The electric field can be represented graphically in two ways, complementary to each other: using equipotential surfaces and lines of force (field lines).

A surface where all points have the same potential is called an equipotential surface. The line of its intersection with the drawing plane is called equipotential. Field lines are lines whose tangents at each point coincide with the direction of the vector E . In Figure 1, dotted lines show equipotentials, solid lines show electric field lines.

Fig.1

The potential difference between points 1 and 2 is 0, since they are at the same equipotential. In this case from (1):

∫E dl = 0 or ∫E dlcos ( Edl ) = 0 (3)

Because the E And dl in expression (3) are not equal to 0, then cos ( Edl ) = 0 . Therefore, the angle between the equipotential and the field line is p/2.

From differential connection (2) it follows that the lines of force are always directed in the direction of decreasing potential.

The magnitude of the electric field strength is determined by the “density” of the field lines.
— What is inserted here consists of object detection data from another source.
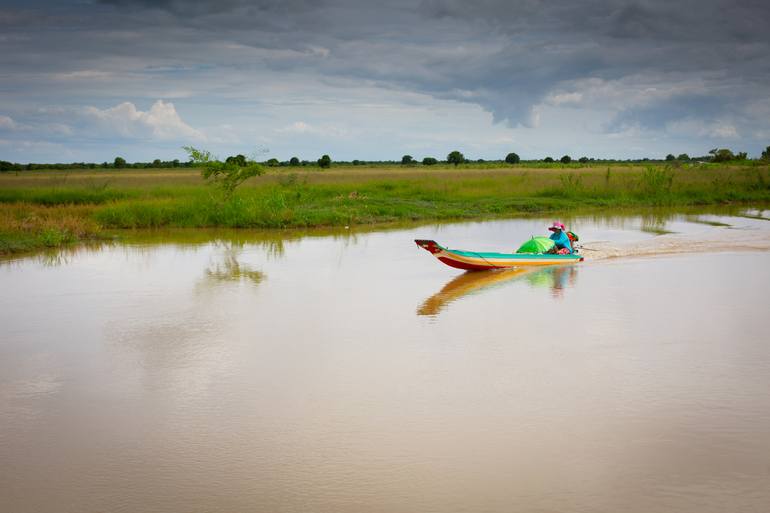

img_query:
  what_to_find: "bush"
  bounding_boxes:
[709,148,735,162]
[184,146,265,200]
[446,150,465,166]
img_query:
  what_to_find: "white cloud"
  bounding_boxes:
[666,119,738,139]
[275,121,349,137]
[0,116,17,130]
[546,92,583,105]
[85,100,206,141]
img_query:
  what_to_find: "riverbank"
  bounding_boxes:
[0,162,770,254]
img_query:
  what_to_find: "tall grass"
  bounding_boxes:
[0,165,770,253]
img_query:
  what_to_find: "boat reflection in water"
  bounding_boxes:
[417,265,578,315]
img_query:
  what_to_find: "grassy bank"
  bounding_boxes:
[0,163,770,254]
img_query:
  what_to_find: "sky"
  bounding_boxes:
[0,0,770,163]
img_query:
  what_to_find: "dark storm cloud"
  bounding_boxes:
[0,0,770,143]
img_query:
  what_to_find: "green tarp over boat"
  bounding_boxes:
[516,237,555,255]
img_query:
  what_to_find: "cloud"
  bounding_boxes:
[0,115,16,130]
[0,0,770,158]
[275,121,350,137]
[84,100,206,141]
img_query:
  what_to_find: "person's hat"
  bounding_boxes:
[548,221,567,232]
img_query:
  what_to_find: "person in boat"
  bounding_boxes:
[548,221,573,255]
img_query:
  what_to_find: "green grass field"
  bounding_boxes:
[0,162,770,254]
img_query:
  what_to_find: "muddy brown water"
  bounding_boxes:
[0,212,770,513]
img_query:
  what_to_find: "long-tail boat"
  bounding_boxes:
[414,239,583,271]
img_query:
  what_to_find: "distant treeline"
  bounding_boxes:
[0,146,770,171]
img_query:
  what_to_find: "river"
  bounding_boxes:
[0,211,770,513]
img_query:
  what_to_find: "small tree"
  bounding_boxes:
[225,154,246,167]
[709,148,735,162]
[446,150,465,166]
[184,146,265,200]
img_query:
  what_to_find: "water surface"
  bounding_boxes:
[0,212,770,513]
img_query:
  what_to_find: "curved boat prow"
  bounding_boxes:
[414,239,442,255]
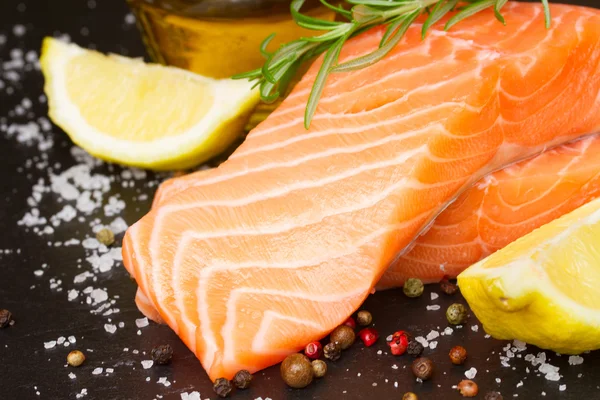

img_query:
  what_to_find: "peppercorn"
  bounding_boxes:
[406,340,425,357]
[356,310,373,326]
[402,278,425,297]
[67,350,85,367]
[96,228,115,246]
[329,325,356,350]
[446,303,467,325]
[0,309,12,329]
[213,378,233,397]
[280,354,314,389]
[151,344,173,365]
[323,342,342,361]
[483,392,504,400]
[440,276,458,294]
[304,342,323,360]
[233,369,252,389]
[358,328,379,347]
[311,360,327,378]
[388,331,408,356]
[448,346,467,365]
[342,317,356,329]
[458,379,479,397]
[411,357,433,381]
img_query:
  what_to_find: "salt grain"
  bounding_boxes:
[135,317,148,328]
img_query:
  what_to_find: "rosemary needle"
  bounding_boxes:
[233,0,551,129]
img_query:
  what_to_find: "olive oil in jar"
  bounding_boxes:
[127,0,335,78]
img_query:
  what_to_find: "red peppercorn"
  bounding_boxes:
[304,342,323,360]
[342,317,356,329]
[458,379,479,397]
[388,331,408,356]
[358,328,379,347]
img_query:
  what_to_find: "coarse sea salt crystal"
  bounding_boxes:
[425,330,440,341]
[465,367,477,379]
[156,376,171,387]
[67,289,79,301]
[90,289,108,304]
[569,356,583,365]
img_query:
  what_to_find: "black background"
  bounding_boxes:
[0,0,600,400]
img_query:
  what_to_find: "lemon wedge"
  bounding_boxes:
[458,199,600,354]
[40,38,259,170]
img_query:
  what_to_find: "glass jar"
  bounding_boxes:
[127,0,334,78]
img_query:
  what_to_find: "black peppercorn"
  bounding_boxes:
[213,378,233,397]
[329,325,356,350]
[446,303,468,325]
[0,309,12,329]
[152,344,173,365]
[233,369,252,389]
[406,340,424,357]
[356,310,373,326]
[411,357,433,381]
[483,392,504,400]
[279,353,314,389]
[440,277,458,294]
[323,343,342,361]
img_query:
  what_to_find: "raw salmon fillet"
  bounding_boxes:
[156,135,600,290]
[123,3,600,379]
[377,136,600,289]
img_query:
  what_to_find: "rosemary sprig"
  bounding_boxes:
[233,0,551,129]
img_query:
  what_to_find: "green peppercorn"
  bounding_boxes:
[329,325,356,350]
[213,378,233,397]
[150,344,173,365]
[323,342,342,361]
[440,277,458,295]
[0,309,12,329]
[311,360,327,378]
[280,353,314,389]
[446,303,467,325]
[67,350,85,367]
[96,228,115,246]
[233,369,252,389]
[402,278,425,297]
[411,357,433,381]
[356,310,373,326]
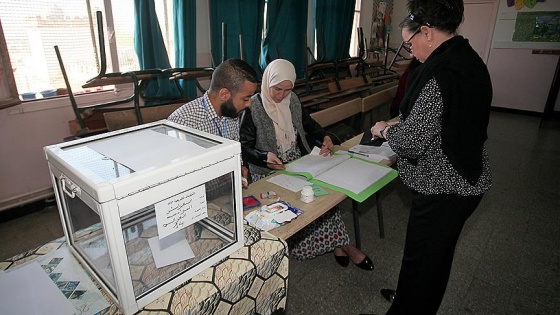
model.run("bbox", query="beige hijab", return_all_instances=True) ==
[261,59,296,152]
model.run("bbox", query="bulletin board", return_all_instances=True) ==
[0,22,21,109]
[512,11,560,42]
[492,0,560,49]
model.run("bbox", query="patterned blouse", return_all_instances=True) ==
[387,79,492,196]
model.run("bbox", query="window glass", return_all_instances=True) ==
[0,0,173,99]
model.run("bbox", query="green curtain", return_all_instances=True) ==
[210,0,265,76]
[173,0,197,99]
[134,0,181,105]
[315,0,356,61]
[261,0,307,78]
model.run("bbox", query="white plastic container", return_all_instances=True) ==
[45,120,243,315]
[301,186,315,203]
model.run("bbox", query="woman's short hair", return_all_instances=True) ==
[210,59,258,94]
[400,0,464,34]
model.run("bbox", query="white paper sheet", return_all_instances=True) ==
[348,142,397,162]
[87,130,206,171]
[155,185,208,239]
[266,174,309,192]
[0,261,76,315]
[148,231,194,268]
[315,159,391,194]
[286,154,350,177]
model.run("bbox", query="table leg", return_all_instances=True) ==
[352,199,362,249]
[375,192,385,238]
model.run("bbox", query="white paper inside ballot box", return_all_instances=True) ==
[155,185,208,239]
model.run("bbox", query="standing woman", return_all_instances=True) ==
[372,0,492,314]
[240,59,373,270]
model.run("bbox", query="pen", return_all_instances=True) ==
[315,140,332,153]
[263,161,284,165]
[348,150,369,157]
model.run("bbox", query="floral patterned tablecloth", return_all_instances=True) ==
[0,225,288,315]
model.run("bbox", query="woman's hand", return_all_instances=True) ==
[371,121,391,139]
[319,136,334,156]
[241,165,249,188]
[265,152,285,170]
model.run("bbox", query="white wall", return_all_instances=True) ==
[0,0,560,210]
[488,0,560,113]
[390,0,560,113]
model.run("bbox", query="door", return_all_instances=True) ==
[459,0,500,63]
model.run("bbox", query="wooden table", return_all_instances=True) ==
[243,174,346,240]
[243,134,395,248]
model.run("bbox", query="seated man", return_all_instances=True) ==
[167,59,257,193]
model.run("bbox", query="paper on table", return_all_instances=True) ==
[87,130,206,171]
[268,210,297,223]
[286,154,350,177]
[148,231,194,268]
[348,142,397,162]
[267,174,309,192]
[0,261,76,315]
[315,159,392,194]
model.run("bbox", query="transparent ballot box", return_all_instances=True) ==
[45,120,243,314]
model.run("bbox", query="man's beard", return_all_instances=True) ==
[220,98,239,118]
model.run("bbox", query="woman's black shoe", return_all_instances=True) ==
[381,289,397,303]
[355,255,374,271]
[334,255,350,267]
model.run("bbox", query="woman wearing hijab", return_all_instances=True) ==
[240,59,373,270]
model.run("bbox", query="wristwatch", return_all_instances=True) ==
[379,125,389,139]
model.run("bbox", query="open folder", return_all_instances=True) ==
[278,153,398,202]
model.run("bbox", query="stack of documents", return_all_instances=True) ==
[348,142,397,162]
[245,201,303,231]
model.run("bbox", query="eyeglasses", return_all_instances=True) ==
[408,13,432,27]
[403,28,420,52]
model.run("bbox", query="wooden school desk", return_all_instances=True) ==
[334,131,398,244]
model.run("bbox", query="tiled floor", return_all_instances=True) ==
[0,112,560,315]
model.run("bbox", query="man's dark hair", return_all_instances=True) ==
[210,59,257,94]
[400,0,465,34]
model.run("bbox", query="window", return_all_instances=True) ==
[0,0,174,98]
[348,1,362,57]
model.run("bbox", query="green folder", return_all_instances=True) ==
[276,156,398,202]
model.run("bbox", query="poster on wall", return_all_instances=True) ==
[0,19,21,109]
[512,11,560,42]
[369,0,393,50]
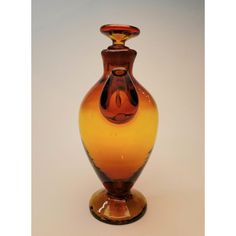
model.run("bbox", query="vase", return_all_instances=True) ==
[79,24,158,224]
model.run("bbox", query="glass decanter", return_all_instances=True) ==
[79,24,158,224]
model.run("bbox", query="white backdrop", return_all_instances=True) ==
[32,0,204,236]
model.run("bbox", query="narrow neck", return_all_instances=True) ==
[102,49,137,79]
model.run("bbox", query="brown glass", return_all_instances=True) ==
[79,25,158,224]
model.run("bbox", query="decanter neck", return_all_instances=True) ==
[102,48,137,79]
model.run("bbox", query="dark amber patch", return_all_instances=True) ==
[100,68,138,124]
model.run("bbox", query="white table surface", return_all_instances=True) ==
[32,0,204,236]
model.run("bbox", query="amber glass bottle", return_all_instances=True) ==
[79,25,158,224]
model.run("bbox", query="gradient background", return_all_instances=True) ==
[32,0,204,236]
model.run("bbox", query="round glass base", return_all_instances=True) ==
[89,189,147,225]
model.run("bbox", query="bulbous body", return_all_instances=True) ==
[79,24,158,224]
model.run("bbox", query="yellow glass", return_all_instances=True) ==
[79,25,158,224]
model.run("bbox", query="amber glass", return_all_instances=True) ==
[79,25,158,224]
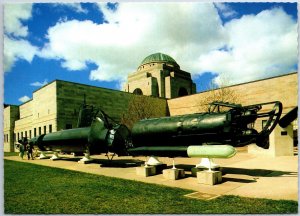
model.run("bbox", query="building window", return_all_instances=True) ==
[66,124,72,129]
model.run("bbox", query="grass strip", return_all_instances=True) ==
[4,160,298,214]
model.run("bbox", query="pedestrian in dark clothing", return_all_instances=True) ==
[26,143,34,160]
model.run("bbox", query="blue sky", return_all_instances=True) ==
[3,2,298,104]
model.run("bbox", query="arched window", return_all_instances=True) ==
[178,87,189,97]
[133,88,143,95]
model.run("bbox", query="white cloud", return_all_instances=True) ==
[30,79,48,87]
[214,2,238,18]
[3,35,38,72]
[39,2,297,84]
[3,3,38,72]
[40,2,225,81]
[19,95,30,103]
[53,3,88,14]
[199,8,298,84]
[3,3,32,37]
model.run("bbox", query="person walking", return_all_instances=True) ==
[19,143,25,160]
[26,143,34,160]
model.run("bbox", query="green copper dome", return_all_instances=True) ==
[140,53,178,66]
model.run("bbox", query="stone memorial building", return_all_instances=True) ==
[4,53,298,152]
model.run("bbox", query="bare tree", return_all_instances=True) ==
[121,94,166,129]
[199,78,241,112]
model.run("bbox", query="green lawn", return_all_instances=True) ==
[4,160,298,214]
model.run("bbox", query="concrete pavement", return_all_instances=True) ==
[4,148,298,201]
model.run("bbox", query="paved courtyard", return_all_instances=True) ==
[4,148,298,201]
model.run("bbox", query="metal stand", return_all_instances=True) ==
[50,152,60,160]
[78,152,93,164]
[38,151,47,159]
[196,158,220,170]
[146,156,163,166]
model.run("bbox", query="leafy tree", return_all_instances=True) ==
[199,78,241,112]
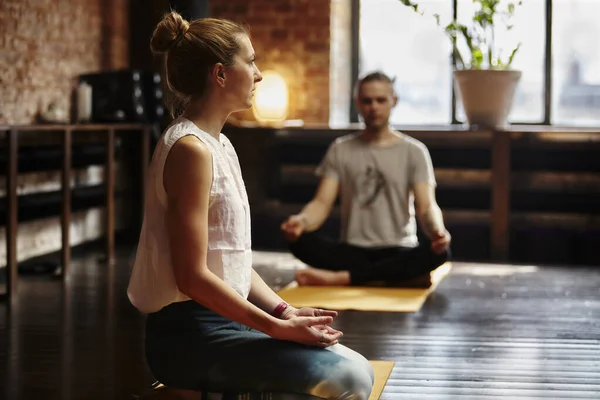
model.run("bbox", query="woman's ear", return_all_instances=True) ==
[211,63,225,87]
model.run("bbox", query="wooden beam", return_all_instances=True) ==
[61,128,72,279]
[490,131,511,261]
[6,129,19,302]
[105,129,115,264]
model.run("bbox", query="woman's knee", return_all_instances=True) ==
[310,360,373,400]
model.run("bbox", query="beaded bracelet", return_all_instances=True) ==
[272,301,290,318]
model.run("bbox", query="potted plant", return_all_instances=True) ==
[400,0,522,128]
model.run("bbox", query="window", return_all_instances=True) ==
[552,0,600,126]
[358,0,452,124]
[457,0,546,123]
[352,0,600,126]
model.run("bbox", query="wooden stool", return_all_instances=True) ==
[135,381,261,400]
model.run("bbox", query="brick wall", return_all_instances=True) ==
[211,0,331,123]
[0,0,129,124]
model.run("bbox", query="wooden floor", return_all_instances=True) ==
[0,245,600,400]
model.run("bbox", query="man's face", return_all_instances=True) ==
[356,81,398,129]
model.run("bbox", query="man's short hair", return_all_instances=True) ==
[354,71,396,98]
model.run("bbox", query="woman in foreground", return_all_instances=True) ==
[128,13,373,400]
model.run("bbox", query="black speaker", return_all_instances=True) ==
[79,69,164,123]
[170,0,210,21]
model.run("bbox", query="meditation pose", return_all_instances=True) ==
[281,72,450,287]
[128,13,373,400]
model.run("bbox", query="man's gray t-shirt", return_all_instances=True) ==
[317,133,436,247]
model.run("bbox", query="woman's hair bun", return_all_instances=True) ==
[150,11,190,53]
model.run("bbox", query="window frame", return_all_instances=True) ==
[350,0,552,125]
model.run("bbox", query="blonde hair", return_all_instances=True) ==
[150,12,248,118]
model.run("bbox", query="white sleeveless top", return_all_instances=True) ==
[127,117,252,313]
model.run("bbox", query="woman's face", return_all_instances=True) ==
[226,35,262,111]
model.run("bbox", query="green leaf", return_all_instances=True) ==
[506,43,521,68]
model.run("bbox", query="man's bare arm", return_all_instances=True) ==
[413,182,446,239]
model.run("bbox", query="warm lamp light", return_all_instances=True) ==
[252,71,288,124]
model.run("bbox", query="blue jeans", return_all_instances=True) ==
[146,301,374,400]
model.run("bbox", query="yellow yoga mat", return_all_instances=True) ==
[277,262,452,312]
[369,360,396,400]
[149,360,396,400]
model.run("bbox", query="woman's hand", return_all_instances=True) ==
[281,306,337,319]
[272,306,343,347]
[268,315,342,348]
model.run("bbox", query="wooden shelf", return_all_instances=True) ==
[0,124,152,301]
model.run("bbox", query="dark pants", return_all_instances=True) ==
[146,301,373,400]
[290,232,450,286]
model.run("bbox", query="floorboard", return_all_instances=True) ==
[0,248,600,400]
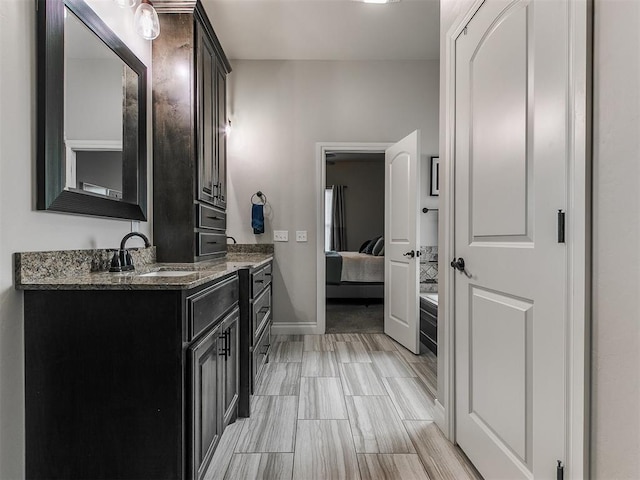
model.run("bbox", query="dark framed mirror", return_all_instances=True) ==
[36,0,147,220]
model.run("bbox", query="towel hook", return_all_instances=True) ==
[251,190,267,205]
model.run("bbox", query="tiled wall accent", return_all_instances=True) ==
[420,246,438,283]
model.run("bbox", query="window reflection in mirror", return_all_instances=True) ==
[64,8,138,200]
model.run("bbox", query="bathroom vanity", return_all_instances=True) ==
[16,249,271,480]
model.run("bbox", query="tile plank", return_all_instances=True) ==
[339,363,387,395]
[269,342,304,363]
[409,362,438,401]
[382,377,434,420]
[346,396,416,453]
[369,351,417,377]
[298,377,349,420]
[224,453,293,480]
[255,362,302,395]
[236,396,298,453]
[403,420,482,480]
[358,453,429,480]
[336,342,371,363]
[204,418,246,480]
[293,420,360,480]
[304,335,334,352]
[359,333,397,352]
[302,352,340,377]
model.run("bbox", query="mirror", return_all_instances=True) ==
[37,0,147,220]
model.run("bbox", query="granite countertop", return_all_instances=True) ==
[15,247,273,290]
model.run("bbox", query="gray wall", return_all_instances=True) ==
[0,0,152,480]
[227,60,438,330]
[327,159,384,252]
[438,0,640,480]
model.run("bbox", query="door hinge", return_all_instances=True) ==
[558,210,565,243]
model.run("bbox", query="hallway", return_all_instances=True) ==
[205,334,481,480]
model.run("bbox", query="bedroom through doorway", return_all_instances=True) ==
[324,151,385,333]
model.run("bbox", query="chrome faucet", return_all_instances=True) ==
[109,232,151,272]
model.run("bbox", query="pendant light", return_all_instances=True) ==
[133,0,160,40]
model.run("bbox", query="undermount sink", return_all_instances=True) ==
[139,270,198,277]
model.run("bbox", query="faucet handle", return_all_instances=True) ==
[109,249,122,272]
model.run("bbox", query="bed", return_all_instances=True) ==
[326,252,384,298]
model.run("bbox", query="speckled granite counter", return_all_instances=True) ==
[14,247,273,290]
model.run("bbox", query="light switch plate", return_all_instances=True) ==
[273,230,289,242]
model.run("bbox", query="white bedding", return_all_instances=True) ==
[338,252,384,283]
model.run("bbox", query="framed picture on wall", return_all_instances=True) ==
[429,157,440,197]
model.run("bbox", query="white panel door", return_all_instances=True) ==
[452,0,569,480]
[384,130,420,354]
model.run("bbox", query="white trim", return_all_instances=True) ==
[271,322,318,335]
[314,142,393,334]
[433,398,445,430]
[435,0,593,480]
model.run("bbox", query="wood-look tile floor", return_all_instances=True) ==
[205,334,482,480]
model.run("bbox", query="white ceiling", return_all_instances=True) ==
[202,0,439,60]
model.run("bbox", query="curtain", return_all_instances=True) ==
[331,185,347,252]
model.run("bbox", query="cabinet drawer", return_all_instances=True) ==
[251,325,271,393]
[187,275,238,341]
[196,204,227,230]
[196,232,227,256]
[251,263,271,298]
[252,286,271,339]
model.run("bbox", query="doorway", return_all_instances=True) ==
[324,151,384,333]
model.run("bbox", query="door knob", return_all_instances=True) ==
[451,257,464,272]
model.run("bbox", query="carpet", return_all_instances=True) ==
[326,300,384,333]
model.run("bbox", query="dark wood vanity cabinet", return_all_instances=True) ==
[24,272,240,480]
[420,297,438,355]
[153,0,231,262]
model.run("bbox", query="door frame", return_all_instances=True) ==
[315,142,393,335]
[436,0,593,480]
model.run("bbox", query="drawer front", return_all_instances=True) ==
[251,325,271,393]
[196,204,227,230]
[196,232,227,256]
[187,275,238,341]
[252,286,271,339]
[251,263,271,298]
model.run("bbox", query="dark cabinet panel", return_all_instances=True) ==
[153,0,231,262]
[221,309,240,426]
[189,325,224,480]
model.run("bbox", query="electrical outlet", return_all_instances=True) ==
[273,230,289,242]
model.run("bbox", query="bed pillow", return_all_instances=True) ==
[358,240,371,253]
[362,237,382,255]
[371,237,384,257]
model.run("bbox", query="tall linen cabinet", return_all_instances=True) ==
[152,0,231,262]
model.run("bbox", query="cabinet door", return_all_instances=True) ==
[222,308,240,426]
[196,24,218,203]
[215,67,228,209]
[189,326,223,480]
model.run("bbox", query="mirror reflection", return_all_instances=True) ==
[64,8,138,200]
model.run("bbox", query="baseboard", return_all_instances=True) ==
[271,322,318,335]
[433,399,447,436]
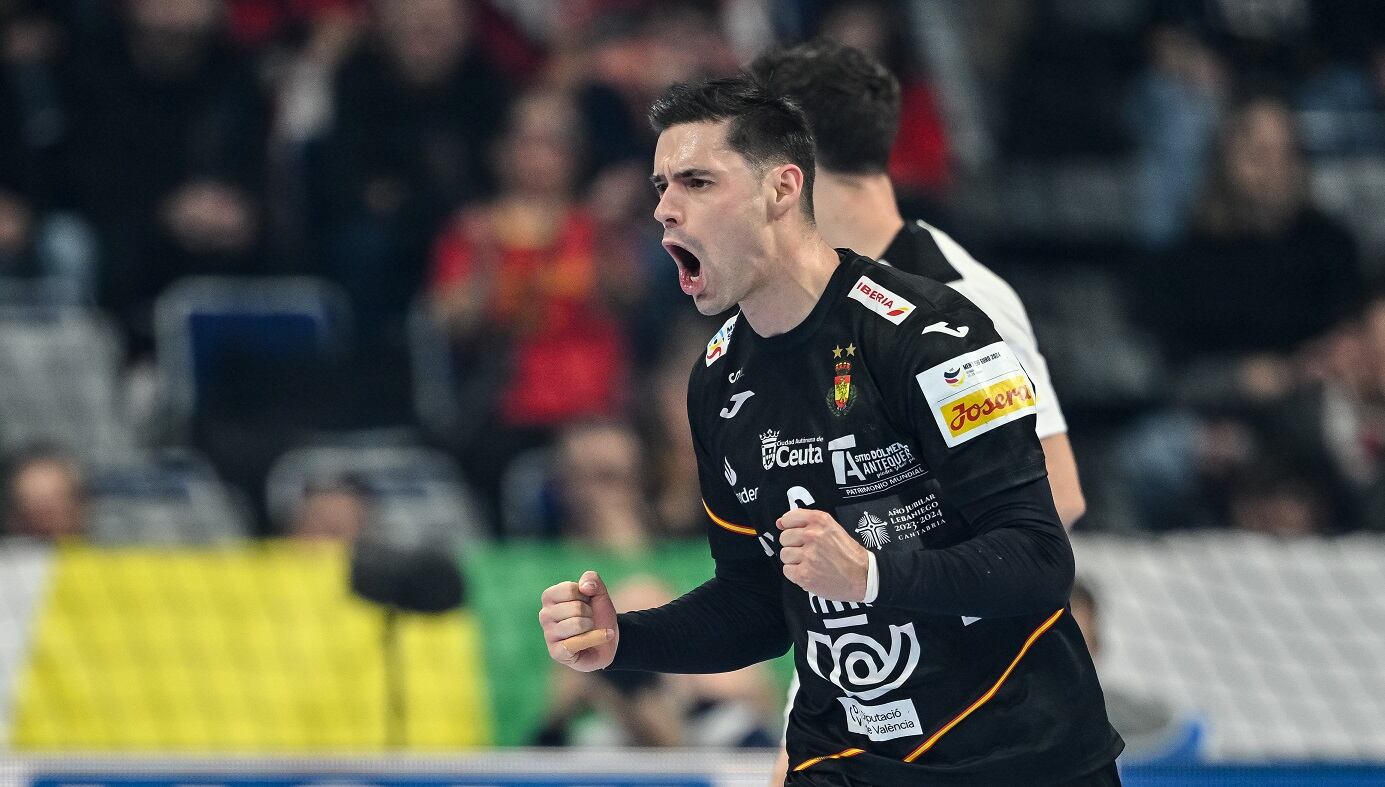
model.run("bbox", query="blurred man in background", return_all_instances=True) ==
[4,448,87,540]
[1123,96,1366,533]
[288,477,371,543]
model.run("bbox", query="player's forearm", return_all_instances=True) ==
[875,478,1073,618]
[611,561,792,673]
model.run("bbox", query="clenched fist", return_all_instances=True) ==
[539,571,620,672]
[777,509,870,601]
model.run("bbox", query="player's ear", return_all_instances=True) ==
[765,163,803,219]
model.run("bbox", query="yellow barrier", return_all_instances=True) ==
[12,543,492,752]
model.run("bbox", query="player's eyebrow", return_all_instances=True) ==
[650,166,712,186]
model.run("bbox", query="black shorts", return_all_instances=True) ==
[784,762,1120,787]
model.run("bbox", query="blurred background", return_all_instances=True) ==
[0,0,1385,787]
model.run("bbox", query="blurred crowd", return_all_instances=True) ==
[0,0,1385,551]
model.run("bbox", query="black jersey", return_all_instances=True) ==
[686,252,1122,784]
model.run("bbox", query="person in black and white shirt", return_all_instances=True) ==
[539,75,1122,784]
[749,40,1086,784]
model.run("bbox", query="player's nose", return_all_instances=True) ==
[654,188,683,230]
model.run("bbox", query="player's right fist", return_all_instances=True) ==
[539,571,620,672]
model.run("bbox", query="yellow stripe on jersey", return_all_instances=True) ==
[794,748,866,773]
[904,610,1062,762]
[702,500,759,536]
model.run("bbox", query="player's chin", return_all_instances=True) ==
[693,290,733,317]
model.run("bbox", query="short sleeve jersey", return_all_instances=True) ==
[879,222,1068,439]
[688,251,1119,776]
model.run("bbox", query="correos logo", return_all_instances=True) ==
[807,622,918,701]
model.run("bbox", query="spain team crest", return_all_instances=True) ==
[827,345,856,416]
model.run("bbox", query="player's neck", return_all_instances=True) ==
[740,229,841,337]
[813,168,904,259]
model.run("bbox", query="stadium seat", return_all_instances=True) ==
[1073,533,1385,761]
[266,446,488,549]
[0,303,136,463]
[155,277,352,421]
[87,450,248,546]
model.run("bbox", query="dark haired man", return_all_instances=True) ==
[539,76,1120,784]
[751,39,1086,783]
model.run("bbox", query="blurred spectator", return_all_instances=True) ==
[431,89,629,504]
[533,576,778,748]
[1140,97,1363,399]
[1126,26,1231,247]
[288,477,371,542]
[4,448,87,539]
[63,0,265,352]
[1296,290,1385,531]
[1069,576,1201,763]
[319,0,506,335]
[820,0,950,207]
[1228,454,1338,536]
[555,421,654,553]
[0,3,97,301]
[307,0,507,425]
[1125,98,1363,528]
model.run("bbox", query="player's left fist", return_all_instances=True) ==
[777,509,870,601]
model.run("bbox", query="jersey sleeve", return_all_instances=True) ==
[688,362,766,561]
[928,227,1068,439]
[950,277,1068,439]
[888,285,1047,506]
The denser the field lines, the smaller the distance between the equipotentials, so that the field lines and equipotentials form “curvilinear squares”. Based on these principles, it is possible to construct a picture of field lines, having a picture of equipotentials, and vice versa.

A fairly complete picture of field equipotentials makes it possible to calculate the value of the projection of the intensity vector at different points E to the chosen direction X , averaged over a certain coordinate interval ∆х :

E avg. ∆х = - ∆ j /∆х,

Where ∆х - increment of coordinate when moving from one equipotential to another,

∆ j - the corresponding potential increment,

E avg. ∆х - average value E x between two potentials.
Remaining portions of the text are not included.